IGaCoS another Boracay?

2008 December 8

boracay1 IGaCoS another Boracay?

It seems every time another resort is announced or further developments are proposed on Samal Island, a comparison to Boracay is made. Depending upon which side you take, and whether this is in regards to tourism or industrial use, it can be a positive or negative comparison.

I’ve never been to Boracay, but of course if I’ve heard of it, as it is known world wide and one of the first places you hear about when discussion turns to the Philippines. I’m not sure how many resorts Boracay has, or what it would take to be in that class, but it seems to me that IGaCoS has already plenty of resorts for it’s size. Current count is around 30, with at least a couple more coming.

The tourism council president of IGaCoS, Araceli Ayuste, says they want to make sure that Samal Island never becomes another Boracy. They want it to be better.

“We don’t want this island to become the next Boracay because we know it can become much better than Boracay.”

“As much as possible, we’d like to keep the natural rural setting of Samal, inspite of being a city. We don’t like to see our island’s natural resources over-exploited by many investors,” says Ayuste who also runs Punta del Sol, a beach resort, one of around 30 resorts in the sword-shaped island surrounded by the deep blue waters of Davao Gulf.”

“Why Samal Island doesn’t want to be the next Boracay” – balita.ph/2008/10/16, goes on to talk about keeping the island from becoming overcrowd, but at the same time about the influx of foreigners and how they have helped the local economy with their investments in the area.
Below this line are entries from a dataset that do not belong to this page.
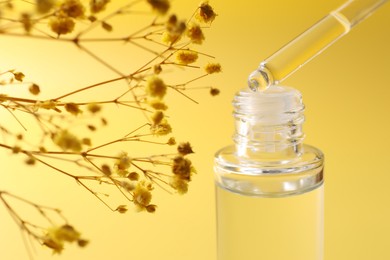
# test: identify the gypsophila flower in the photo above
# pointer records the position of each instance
(157, 104)
(97, 6)
(195, 33)
(213, 68)
(182, 167)
(142, 195)
(67, 141)
(133, 176)
(44, 6)
(122, 164)
(61, 25)
(206, 13)
(186, 57)
(72, 8)
(157, 117)
(155, 87)
(56, 237)
(160, 6)
(160, 129)
(180, 185)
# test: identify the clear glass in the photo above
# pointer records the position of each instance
(269, 185)
(311, 43)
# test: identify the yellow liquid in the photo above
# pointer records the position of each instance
(254, 228)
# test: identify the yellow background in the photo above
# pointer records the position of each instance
(346, 91)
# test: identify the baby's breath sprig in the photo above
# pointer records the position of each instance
(170, 45)
(54, 231)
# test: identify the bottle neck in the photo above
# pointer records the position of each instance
(269, 124)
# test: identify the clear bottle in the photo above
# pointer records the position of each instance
(269, 188)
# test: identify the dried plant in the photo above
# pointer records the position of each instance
(170, 45)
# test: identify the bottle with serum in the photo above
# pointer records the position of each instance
(269, 188)
(268, 183)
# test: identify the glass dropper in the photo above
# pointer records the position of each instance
(310, 43)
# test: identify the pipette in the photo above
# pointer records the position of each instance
(310, 43)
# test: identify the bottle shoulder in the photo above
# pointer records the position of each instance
(309, 158)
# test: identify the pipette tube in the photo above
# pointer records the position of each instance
(311, 43)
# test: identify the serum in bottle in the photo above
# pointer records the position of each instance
(269, 191)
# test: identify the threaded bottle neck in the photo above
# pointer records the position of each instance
(269, 123)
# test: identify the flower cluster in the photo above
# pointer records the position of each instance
(63, 121)
(57, 236)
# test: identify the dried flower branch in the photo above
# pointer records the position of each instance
(117, 163)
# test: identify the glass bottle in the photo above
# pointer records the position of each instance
(269, 188)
It’s quite a balancing act IGaCoS is involved in. One that will play out over time, hopefully with positive results. I guess that will be determined in the eye of the beholder.

photo: fickr cc

Related posts:
  1. Samal Island Resorts Double in Numbers
  2. Mindanao Tourism Map Launched
  3. Philippine Beach Resorts
  4. IGaCoS Resort Property Selling Fast
  5. Samal Island Implements Environmental User Fee

4 Responses leave one →
  1. December 8, 2008

    Hi RAndy, Well I have heard lots of bad things that happened to Boracay and certainly do not want Samal to end up like what I heard. The problem also leads to the pollution in the surrounding waters. We have the gulf here which is surrounded in all corners, except the south. We have to protect it as much as possible as it is also a source of income for the local fishermen. I know Holiday Oceanview incorporates a treatment plant for the outflow. So should all the developments here.

  2. December 8, 2008

    Hi Ellen – one positive that I’ve seen is that at least a couple of officials of the island have stated their desire to keep the island from over developing. Whether these people have any say in the matter, I don’t know.

    It’s very apparent to anyone thats been to Samal, that the appeal is not only the white beaches but the feeling of being away from it all. It’s difficult to be away from it all, if you bring it all over to the island.

    From what I’ve read so far, I’m very impressed with both HOS and Playa. They both seem to be great additions to the community. I’d be happy if it stayed with those and we didn’t see anymore for awhile, though.

  3. December 8, 2008

    I personally feel that Samal is going to become a major tourist destination. In this respect, I would call it the next (or a subsequent) Boracay. That said, it can develop further and avoid a lot of the pitfalls that Boracay encountered along the way, and I hope that it will. In many ways, it saddens me that it would become overly-touristy, but I think it is unavoidable.

  4. December 8, 2008

    Hi Bob – I guess change is inevitable. Many people would be happy to see the growth of the island, and tourism would probably be the most desirable option.

    I’m not sure what are all the pitfalls of Boracay, like I said I’ve not been there, but if any of them can be learned from and avoided, that would certainly be welcome. Overcrowding seems to be a main concern, and probably leads to many of the issues, I’m guessing.

    It is interesting that tourism council president is also the owner of Punta del Sol. Wonder if competition is also a factor in her statements?